Bowie’s new album includes just seven songs but it been well received by critics. His breakthrough came with 1972’s The Rise and Fall of Ziggy Stardust and the Spiders From Mars. And his many hits include Let’s Dance, Space Oddity, Heroes, Under Pressure, Rebel, Rebel, Life on Mars and Suffragette City.
In Bowie’s 5 decade music career, he was also an actor including his role as an alien seeking help for his dying planet in Nicolas Roeg‘s The Man Who Fell to Earth, The Hunger with Catherine Deneuve and he did a three-month stint as The Elephant Man on Broadway in the 1980s.

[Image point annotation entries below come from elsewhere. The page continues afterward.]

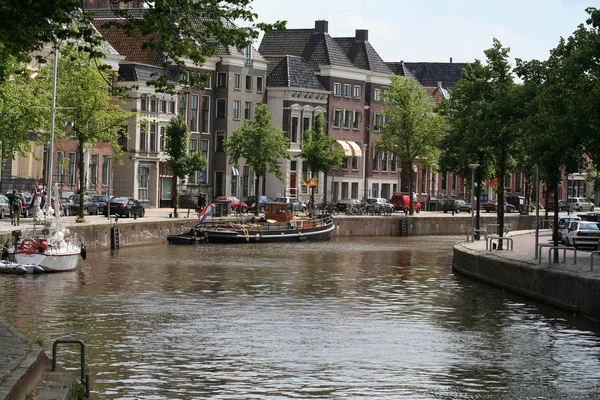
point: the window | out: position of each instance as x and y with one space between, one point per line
143 180
194 113
375 164
143 137
153 137
357 120
377 95
183 104
347 90
337 118
294 130
163 138
71 169
94 170
222 79
221 108
205 114
248 55
236 109
105 170
220 141
337 89
193 148
347 119
379 121
248 110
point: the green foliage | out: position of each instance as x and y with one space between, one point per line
318 151
19 110
179 162
84 99
412 129
262 144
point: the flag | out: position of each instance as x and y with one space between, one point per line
207 212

Bowie also starred in Marlene Dietrich‘s last film, Just a Gigolo (1978), played Pontius Pilate in Martin Scorsese‘s The Last Temptation of Christ as well as Andy Warhol in Basquiat.

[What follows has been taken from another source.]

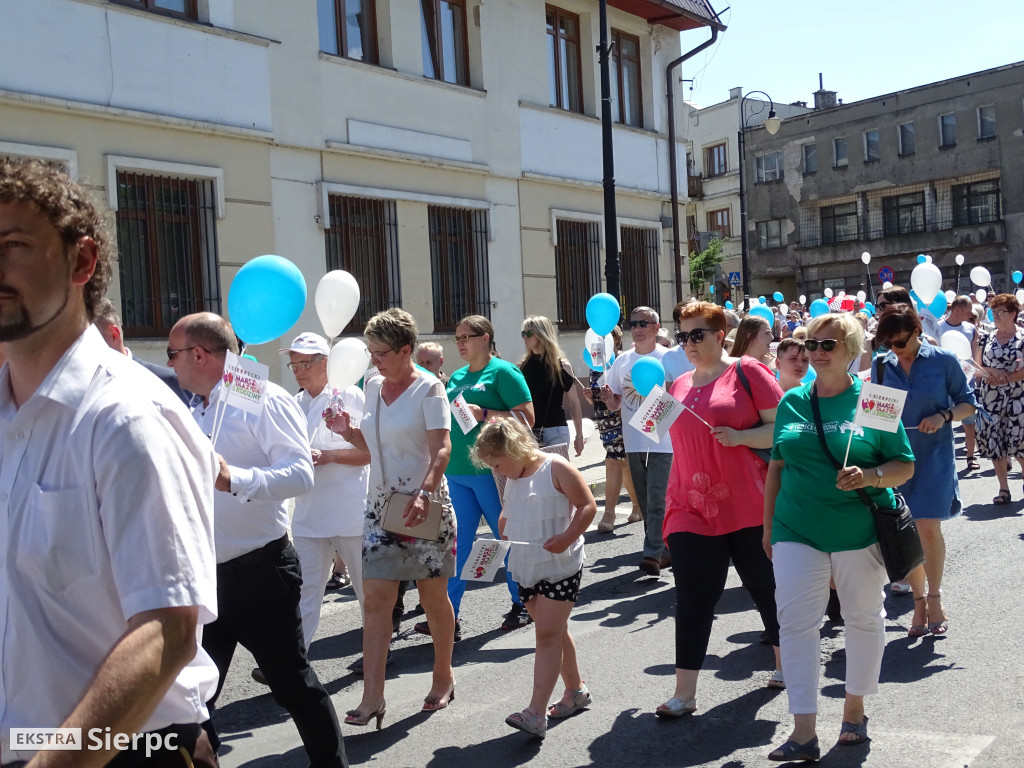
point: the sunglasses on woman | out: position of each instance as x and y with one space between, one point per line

He was born David Jones in London on 8 January in 1947 but Bowie changed his name in 1966 after The Monkees‘ Davy Jones achieved stardom. He was in several bands before he signed with Mercury Records, which released his album Man of Words, Man of Music in 1969. David Bowie was 69.

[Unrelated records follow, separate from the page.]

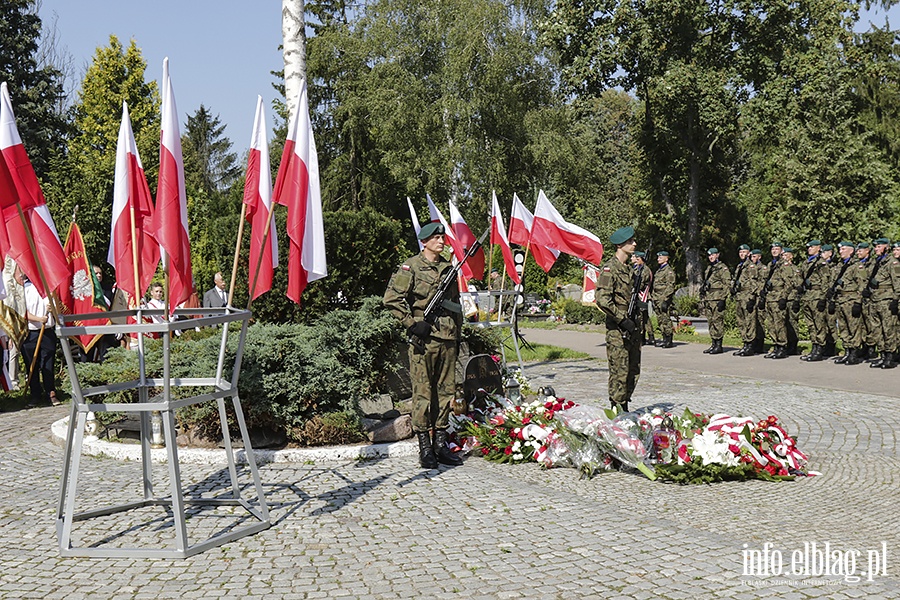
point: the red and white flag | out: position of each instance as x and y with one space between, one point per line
520 224
459 252
498 236
128 240
551 230
415 220
19 188
170 226
466 238
258 198
297 187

My old friend, a brilliant songwiter in his own right, Kristian Hoffman summed Bowie’s contribution best on his Facebook page;
“I’ve said over and over again, there is no songwriter whose catalogue is so deep, peculiar, thoughtful, evocative, moving, inspiring, befuddling and wondrous, no matter how many odd missteps, or Mr. Steps – (which are, in any case, laudable as brave experiments) than David Bowie’s. No, not your McCartney, your Dylan, your Costello, your Berlin, your Porter. Bowie took what seemed at first a mediocre striving talent into some astral realm of the preternaturally adventurous, pole vaulting into realms unimagined. His mistakes were all poetry. His successes were all religion. There was, and is no other.”
Amen. As Bowie’s character in The Man Who Fell To Earth said, he was just visiting.